Weatherman evolved from the Third World Marxists, a faction within Students for a Democratic Society (SDS), the major national organization representing the burgeoning New Left in the late 1960s. Led by Dohrn, James Mellen, and Mark Rudd, this “action faction” of the (by this point skeletal) SDS advocated street fighting as a method for weakening U.S. imperialism. At the SDS national convention in June 1969, the Third World Marxists presented a position paper titled “You Don't Need a Weatherman to Know Which Way the Wind Blows” in the SDS newspaper, New Left Notes. The article, the title of which was taken from a Bob Dylan song, asserted, among other things, that black liberation was key to the movement's antiimperialist struggle, and it emphasized the need for a white revolutionary movement to support liberation movements internationally. This article became the founding statement of Weatherman.

Weatherman launched an offensive that summer. In one action in the Northeast, it tried to recruit members at community colleges and high schools by marching into classrooms, tying up and gagging teachers, and presenting revolutionary speeches. At the Harvard Institute for International Affairs, they smashed windows, tore out phones, and beat up professors.
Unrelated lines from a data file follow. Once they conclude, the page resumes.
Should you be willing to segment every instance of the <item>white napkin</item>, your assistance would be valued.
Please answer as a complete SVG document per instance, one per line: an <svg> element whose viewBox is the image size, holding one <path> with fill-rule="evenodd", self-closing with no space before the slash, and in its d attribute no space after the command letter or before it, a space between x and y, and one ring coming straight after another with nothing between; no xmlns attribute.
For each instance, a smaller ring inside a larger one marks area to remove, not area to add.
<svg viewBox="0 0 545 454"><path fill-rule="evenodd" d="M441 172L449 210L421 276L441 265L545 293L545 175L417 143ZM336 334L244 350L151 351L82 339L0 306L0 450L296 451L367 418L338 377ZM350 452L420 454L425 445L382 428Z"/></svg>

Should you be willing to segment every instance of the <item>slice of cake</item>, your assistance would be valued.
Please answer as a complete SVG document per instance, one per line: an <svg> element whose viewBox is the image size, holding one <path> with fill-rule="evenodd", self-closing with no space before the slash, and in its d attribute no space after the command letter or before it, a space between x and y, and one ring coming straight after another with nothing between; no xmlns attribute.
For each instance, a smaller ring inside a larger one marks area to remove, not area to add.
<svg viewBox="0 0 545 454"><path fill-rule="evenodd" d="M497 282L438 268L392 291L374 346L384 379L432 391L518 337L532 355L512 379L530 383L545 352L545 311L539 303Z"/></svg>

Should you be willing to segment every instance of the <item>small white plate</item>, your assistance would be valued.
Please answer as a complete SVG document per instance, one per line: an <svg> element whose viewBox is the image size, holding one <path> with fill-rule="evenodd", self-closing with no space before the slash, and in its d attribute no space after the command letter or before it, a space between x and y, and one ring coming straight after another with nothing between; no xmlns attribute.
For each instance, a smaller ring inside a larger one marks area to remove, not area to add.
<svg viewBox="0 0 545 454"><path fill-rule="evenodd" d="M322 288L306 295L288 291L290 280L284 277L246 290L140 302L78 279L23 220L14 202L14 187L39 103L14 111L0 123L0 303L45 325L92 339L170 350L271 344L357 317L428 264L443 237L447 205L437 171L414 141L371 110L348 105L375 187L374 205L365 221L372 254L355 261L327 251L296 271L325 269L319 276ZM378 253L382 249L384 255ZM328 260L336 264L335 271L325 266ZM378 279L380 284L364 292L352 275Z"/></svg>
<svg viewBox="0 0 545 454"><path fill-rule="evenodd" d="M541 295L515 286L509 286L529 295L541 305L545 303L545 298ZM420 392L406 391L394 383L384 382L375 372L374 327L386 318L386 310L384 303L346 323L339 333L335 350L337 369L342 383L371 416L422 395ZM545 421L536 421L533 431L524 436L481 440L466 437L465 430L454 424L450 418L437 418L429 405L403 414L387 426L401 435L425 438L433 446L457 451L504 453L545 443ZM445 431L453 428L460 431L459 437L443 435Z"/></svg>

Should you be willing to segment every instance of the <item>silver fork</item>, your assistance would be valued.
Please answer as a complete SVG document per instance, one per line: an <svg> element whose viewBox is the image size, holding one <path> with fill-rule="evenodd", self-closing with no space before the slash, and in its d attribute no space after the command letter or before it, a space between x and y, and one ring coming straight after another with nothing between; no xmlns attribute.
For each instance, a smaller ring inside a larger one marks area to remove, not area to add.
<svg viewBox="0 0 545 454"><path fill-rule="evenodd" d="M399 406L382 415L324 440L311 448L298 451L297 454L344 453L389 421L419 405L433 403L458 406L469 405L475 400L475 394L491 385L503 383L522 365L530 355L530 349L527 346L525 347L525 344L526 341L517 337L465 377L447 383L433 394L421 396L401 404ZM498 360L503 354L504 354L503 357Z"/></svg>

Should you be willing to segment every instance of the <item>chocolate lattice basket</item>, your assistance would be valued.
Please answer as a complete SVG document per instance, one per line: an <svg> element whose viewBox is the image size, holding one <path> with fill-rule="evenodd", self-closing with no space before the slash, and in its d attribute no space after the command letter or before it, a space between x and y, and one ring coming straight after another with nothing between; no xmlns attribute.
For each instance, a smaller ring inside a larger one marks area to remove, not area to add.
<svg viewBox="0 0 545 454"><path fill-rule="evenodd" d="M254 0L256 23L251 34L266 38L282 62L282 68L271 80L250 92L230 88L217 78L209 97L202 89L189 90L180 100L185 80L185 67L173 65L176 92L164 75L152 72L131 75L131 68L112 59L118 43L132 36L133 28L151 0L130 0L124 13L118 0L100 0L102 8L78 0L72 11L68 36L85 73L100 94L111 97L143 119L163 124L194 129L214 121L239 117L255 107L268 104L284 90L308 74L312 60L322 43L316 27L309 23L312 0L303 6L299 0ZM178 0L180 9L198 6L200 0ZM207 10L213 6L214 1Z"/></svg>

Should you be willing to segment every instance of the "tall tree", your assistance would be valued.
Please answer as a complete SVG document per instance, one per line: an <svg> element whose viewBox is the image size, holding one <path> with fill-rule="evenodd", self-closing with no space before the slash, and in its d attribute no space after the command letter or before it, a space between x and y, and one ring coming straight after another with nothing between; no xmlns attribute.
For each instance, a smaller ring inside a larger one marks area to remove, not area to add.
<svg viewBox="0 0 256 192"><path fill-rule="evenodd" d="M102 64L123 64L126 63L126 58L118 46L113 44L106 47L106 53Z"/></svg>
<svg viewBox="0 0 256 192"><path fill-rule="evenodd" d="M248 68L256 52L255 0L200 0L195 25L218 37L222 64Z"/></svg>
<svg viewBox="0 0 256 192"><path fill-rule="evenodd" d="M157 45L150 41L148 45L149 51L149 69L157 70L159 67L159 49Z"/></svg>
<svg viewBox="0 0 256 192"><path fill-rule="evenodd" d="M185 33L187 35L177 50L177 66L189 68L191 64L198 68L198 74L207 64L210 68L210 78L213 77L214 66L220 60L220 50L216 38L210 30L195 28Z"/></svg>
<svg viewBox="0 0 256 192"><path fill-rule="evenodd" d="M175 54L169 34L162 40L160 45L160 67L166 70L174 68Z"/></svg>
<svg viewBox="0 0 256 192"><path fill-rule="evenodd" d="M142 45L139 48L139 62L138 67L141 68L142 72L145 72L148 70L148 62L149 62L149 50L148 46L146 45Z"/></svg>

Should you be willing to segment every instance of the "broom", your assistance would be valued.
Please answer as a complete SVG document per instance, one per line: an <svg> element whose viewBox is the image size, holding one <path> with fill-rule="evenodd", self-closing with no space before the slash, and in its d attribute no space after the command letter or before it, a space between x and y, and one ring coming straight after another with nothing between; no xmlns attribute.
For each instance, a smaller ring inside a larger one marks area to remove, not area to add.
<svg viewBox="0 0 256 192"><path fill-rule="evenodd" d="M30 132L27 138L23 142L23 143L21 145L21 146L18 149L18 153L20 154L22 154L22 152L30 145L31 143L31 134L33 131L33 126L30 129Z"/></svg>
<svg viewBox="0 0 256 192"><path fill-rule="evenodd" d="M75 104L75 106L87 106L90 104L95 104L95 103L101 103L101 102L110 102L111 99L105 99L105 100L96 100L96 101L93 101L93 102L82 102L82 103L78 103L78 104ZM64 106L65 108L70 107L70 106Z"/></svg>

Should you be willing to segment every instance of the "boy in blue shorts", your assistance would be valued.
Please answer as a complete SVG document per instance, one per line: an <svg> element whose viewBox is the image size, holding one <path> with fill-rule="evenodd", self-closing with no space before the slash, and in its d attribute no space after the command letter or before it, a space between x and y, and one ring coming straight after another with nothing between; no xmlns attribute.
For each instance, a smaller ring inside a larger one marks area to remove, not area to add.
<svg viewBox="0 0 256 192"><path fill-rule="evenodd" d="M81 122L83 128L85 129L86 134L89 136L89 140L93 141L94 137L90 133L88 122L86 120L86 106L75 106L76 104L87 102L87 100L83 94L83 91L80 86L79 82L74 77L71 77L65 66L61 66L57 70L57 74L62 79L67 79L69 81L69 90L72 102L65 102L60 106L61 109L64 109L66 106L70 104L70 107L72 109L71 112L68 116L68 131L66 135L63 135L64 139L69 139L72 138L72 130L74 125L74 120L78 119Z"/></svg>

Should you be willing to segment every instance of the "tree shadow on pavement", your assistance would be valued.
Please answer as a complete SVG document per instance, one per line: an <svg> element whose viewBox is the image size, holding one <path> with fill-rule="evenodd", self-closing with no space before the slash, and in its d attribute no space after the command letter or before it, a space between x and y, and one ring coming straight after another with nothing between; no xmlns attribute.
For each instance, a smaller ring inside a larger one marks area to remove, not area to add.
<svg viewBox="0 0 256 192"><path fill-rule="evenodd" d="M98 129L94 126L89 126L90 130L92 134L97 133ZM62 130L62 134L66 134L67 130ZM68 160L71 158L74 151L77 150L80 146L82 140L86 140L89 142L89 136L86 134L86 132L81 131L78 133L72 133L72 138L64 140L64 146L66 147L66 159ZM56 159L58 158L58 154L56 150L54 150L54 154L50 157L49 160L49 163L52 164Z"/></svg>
From October 8 to October 11, 1969, Weatherman worked to organize thousands of young people in a direct assault on the police, or the “pigs.” The group called this a “National Action,” but newspapers called it “Days of Rage.” The protests were to begin on the second anniversary of Che Guevara's death and coincide with the trial of the Chicago 8—eight men charged with conspiracy for their actions during the Democratic Convention in Chicago one year earlier. On October 6, 1969, Weatherman members blew up a statue in Chicago's Haymarket Square that commemorated a policeman who died in a riot in 1886. That message of confrontation and violence was echoed in Weatherman's signs and slogans, which read, “Bring the war home” and “The time has come for fighting in the streets.” However, “Days of Rage” proved to be only minimally successful. The demonstrations had a low turnout—as low as 100 by some counts— as well as several incidents of random, pointless rioting. By the end of the weekend, 284 people, including local youth and SDS members, had been arrested; total bail amounted to over $1.5 million.

Frustrated with the inefficacy of traditional forms of political protest after “Days of Rage” and other antiwar demonstrations throughout November, Weatherman called for a national “war council” meeting of the SDS that December. Members of the group discussed the need to instruct themselves in the use of firearms and bombs in order to target and attack sites of power in the United States, as well as the need to kill police. Much of this discussion was fueled by the recent killings of two members of the Black Panthers, Mark Clark and Fred Hampton, by Chicago police. In that meeting, held in Flint, Michigan, Weatherman decided to go underground and become a small-scale paramilitary operation carrying out urban guerrilla warfare.